Balanced Injection is a mechanism available on Cray systems that helps balance the injection bandwidth of the compute nodes to the capabilities of the high speed network (HSN). In some cases, using this mechanism results in improved application performance and reduces network congestion.
By default, Balanced Injection is only used on MPI all-to-all collectives. However, users can enable Balanced Injection on their applications via the APRUN_BALANCED_INJECTION
variable. To do so, users must set the environment variable to a number between 1-100 before launching the application:
setenv APRUN_BALANCED_INJECTION 64 (csh/tcsh) export APRUN_BALANCED_INJECTION=64 (bash)

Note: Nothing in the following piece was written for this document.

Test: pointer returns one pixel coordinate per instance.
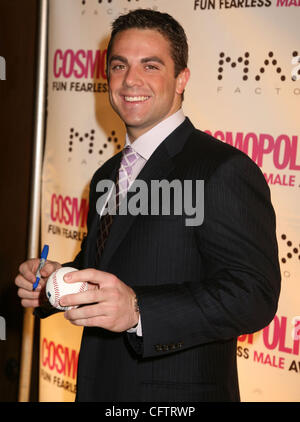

Because this is a tunable setting, there is not a recommnded value that applies to all applications. Users are advised to try different values and measure the impact observed in their application’s performance.
It is important to note that not all communication patterns will benefit from using this mechanism. Some examples of algorithms that can potentially benefit from Balanced Injection include: higher-dimensional nearest-neighbor
algorithms, unstructured mesh computations, hand constructed all-to-all operations, matrix transpose. For more details and additional examples, please see: Using Balanced Injection in Cray Systems.
Recommended Use Cases at the OLCF
NWCHEM
On Titan, NWCHEM can generate high traffic on the HSN which results in network throttling. When this occurs, the performance of all jobs on the system, and in particular jobs allocated near an NWCHEM job, can experience significant performance degradation.
To avoid network congestion, OLCF recommends using the following settings in your NWCHEM job submission script:
export ARMCI_DMAPP_LOCK_ON_GET=1 export ARMCI_DMAPP_LOCK_ON_PUT=1 export APRUN_BALANCED_INJECTION=64
The specific value to use will vary by problem and job size.